There is another side to the lesson from today’s reading. Sometimes, even when we are praying for a miracle, we don’t believe them when they happen right in front of us. Notice that the disciples were praying intensely for Peter’s release, yet, when he came to the door – in direct answer to their prayer – they didn’t believe it.
So, how do we reconcile these two thoughts today? On the one hand we said that we need to leave it all up to God because sometimes good people get killed. Yet, on the other hand we see the prayers of the faithful being answered in a miraculous, resurrection-like, display of God’s power. Which is it? Do we passively concede to the Sovereign will of God, or do we fervently pray in order to see God’s power worked out?
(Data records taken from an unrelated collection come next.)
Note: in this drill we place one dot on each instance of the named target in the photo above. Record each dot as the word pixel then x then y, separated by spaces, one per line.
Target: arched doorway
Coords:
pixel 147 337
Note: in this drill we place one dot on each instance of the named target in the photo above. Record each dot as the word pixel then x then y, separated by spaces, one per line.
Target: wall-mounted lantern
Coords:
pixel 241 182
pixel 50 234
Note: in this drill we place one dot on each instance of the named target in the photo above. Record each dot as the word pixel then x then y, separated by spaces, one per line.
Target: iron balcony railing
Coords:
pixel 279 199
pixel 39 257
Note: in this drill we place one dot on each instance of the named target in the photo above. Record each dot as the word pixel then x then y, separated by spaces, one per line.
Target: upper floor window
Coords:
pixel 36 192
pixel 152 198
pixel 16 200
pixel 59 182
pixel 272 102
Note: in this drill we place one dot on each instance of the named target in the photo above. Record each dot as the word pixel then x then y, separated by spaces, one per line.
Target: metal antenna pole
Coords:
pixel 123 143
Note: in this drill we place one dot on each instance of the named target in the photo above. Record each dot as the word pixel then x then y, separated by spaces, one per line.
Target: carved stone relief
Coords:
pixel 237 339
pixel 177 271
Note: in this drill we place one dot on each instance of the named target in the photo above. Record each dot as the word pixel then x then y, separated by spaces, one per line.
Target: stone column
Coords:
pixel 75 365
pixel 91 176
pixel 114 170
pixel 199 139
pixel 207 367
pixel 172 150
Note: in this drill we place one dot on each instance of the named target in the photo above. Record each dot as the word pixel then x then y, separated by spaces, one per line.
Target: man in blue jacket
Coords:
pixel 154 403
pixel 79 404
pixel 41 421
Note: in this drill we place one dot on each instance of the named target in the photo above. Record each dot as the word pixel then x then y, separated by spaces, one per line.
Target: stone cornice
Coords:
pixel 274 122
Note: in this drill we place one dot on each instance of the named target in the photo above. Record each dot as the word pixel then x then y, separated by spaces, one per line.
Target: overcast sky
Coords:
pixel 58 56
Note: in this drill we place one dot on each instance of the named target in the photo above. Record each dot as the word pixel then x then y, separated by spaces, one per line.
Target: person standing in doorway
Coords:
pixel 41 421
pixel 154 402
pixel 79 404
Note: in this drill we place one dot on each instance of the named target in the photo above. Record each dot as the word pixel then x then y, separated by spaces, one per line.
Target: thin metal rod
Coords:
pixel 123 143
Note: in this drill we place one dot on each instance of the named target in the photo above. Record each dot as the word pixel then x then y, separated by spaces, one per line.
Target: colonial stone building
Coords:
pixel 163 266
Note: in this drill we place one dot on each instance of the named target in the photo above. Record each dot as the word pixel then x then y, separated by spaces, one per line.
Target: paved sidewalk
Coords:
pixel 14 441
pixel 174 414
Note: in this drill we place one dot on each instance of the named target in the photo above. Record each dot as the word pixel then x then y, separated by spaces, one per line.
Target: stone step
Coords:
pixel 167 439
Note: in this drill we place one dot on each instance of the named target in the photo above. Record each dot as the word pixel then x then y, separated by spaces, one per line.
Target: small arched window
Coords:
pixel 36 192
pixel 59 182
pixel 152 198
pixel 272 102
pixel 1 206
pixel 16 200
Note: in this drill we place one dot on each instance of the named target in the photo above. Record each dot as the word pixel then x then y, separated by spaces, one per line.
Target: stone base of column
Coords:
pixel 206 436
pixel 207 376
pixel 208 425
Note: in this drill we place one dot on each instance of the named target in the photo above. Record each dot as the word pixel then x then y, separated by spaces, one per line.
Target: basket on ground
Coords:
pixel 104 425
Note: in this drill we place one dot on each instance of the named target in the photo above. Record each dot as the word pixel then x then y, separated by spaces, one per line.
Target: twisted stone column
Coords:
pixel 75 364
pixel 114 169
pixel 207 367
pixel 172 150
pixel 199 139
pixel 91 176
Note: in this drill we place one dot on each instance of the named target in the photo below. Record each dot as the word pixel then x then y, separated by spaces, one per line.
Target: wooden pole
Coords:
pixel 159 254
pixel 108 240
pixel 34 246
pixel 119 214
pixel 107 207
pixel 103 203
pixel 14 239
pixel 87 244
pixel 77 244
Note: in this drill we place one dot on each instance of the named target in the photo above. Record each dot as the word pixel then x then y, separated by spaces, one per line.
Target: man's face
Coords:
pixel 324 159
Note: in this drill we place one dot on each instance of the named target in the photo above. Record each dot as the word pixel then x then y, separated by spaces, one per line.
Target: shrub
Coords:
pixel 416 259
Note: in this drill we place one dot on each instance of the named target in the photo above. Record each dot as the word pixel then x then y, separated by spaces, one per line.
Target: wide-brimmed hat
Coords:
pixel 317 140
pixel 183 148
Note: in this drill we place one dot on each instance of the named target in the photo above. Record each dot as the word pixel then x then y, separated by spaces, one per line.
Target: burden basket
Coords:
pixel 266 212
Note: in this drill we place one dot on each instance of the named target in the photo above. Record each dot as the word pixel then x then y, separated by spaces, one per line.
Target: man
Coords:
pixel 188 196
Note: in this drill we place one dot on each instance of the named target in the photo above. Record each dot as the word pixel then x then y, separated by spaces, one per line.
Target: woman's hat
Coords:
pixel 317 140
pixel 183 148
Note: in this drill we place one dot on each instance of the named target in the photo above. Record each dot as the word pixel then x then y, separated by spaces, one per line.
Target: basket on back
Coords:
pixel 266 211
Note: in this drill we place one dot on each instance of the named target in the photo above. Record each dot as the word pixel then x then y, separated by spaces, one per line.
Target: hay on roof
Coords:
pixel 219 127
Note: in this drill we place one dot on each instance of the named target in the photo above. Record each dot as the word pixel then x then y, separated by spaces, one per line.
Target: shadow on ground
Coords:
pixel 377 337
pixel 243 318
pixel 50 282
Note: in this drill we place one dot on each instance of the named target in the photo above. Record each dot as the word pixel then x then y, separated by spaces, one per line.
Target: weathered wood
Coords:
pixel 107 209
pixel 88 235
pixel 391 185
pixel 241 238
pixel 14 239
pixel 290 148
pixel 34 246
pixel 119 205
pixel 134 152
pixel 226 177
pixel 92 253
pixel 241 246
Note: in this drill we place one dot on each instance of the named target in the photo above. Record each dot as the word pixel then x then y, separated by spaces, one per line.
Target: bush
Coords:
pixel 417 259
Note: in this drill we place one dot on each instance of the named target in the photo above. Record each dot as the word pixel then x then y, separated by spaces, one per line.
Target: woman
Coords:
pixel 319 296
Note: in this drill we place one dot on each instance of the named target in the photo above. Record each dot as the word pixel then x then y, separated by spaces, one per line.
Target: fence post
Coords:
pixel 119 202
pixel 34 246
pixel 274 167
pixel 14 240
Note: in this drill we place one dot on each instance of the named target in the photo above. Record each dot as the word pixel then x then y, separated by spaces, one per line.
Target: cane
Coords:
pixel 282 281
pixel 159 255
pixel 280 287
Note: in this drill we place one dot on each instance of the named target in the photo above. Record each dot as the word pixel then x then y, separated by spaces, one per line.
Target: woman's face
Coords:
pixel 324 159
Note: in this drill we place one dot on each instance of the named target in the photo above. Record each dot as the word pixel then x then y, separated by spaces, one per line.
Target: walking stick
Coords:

The answer to this question exposes the very nature of God. The answer is…both. God calls us to pray fervently so that we will become aligned to God’s will and see God’s glory. Yet, it is God’s will and not ours that will be done. As servants of the Almighty we need to live and pray each day holding two things in our hearts: first we need to live in expectancy that God can and will do miracles in and through us when we are available to God, and, two, it has little to do with us and everything to do with God. We can trust God no matter what.
James died and for that we mourn. Peter was spared to preach another day, and for that we rejoice. Through it all, it is the Kingdom of God that advances, not us.